American martial artist, born 1953

Jeff Smith is an American martial arts instructor, best known as the former seven-time PKA World Light Heavy Weight Karate Champion. One of his title defense matches was on the undercard for the Ali vs. Frazier "Thrilla in Manila."

Jeff Smith began his Tae Kwon Do Training in Texas in 1963 with a Jhoon Rhee Branch there. While finishing up college he was recruited by Jhoon Rhee to move to Washington, DC and help run that organization. We worked as Instructor, Branch Manager, Head Instructor, then Vice President until 2005 when he opened his own "World Champion Jeff Smith Schools."

Jeff Smith operated martial arts schools in Virginia where he taught Tae Kwon Do, in which he holds the title of grandmaster. Jeff Smith received his first black belt and all of his black belt ranks through ninth degree from Jhoon Rhee.

On April 6, 2007, Jeff Smith was inducted into the Taekwondo Hall of Fame.

On June 15, 2013, Jeff Smith was the first to be presented the Joe Lewis Eternal Warrior Award, along with Bill "Superfoot" Wallace and Chuck Norris at the Battle of Atlanta World Karate Championship.

On June 16, 2016, Jeff Smith was promoted to the rank of Grand Master—10th Degree Black Belt—by the Professional Karate Commission at the Battle of Atlanta World Karate Championship XLVIII. His promotion was presented by Grand Masters Glenn Keeney, Allen Steen, Pat Johnson and Pat Burleson.

On August 4, 2017, Grand Master Jeff Smith was featured on the cover of the Who's Who in the Martial Arts Legends Edition and in the Lifetime Achievement section.

Jeff Smith is the COO and Director of Instruction for Stephen Oliver's Mile High Karate an international chain of Martial Arts Schools founded in 1983 by Stephen Oliver.
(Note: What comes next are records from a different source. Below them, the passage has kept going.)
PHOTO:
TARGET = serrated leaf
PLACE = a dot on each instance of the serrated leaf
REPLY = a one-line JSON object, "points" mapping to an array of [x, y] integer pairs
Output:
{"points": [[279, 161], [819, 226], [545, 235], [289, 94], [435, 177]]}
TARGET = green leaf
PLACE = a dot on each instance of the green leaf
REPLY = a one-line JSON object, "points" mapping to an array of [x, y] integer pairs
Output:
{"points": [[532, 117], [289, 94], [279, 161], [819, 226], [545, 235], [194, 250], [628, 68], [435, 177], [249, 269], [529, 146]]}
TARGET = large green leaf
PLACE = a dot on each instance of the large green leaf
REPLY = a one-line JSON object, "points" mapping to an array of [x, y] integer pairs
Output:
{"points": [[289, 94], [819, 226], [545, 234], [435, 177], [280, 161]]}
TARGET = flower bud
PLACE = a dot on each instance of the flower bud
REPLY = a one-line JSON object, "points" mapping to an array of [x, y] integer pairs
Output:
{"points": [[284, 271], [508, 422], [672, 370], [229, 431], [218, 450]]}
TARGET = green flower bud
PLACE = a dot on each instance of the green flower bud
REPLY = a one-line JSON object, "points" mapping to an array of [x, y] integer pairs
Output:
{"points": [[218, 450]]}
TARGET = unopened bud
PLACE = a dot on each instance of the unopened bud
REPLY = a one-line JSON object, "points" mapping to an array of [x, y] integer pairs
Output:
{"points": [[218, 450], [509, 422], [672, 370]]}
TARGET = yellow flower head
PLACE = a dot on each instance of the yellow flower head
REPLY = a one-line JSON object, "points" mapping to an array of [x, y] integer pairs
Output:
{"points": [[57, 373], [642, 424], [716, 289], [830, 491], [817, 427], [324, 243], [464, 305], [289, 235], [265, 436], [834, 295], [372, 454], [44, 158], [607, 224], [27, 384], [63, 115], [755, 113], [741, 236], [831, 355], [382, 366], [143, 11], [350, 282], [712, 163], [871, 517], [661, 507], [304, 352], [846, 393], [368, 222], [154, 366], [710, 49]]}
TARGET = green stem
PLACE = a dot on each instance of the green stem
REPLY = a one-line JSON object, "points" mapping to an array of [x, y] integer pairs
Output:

Jeff Smith is Co-Author with Stephen Oliver of "Extraordinary Teaching: Volume 1: Transform Your Martial Arts School Into a Leadership Academy" and, "Extraordinary Teaching Workbook - Your Implementation Guide and Training Notebook: A 90-day, step-by-step field guide for martial arts school owners" both published in 2026

He is currently the COO and Director of Instruction for Martial Arts Wealth Mastery. A coaching and consulting company for Martial Arts Schools, BJJ Academies, and MMA Gyms.

Jeff Smith is the President of Sports Operations for PKA Worldwide.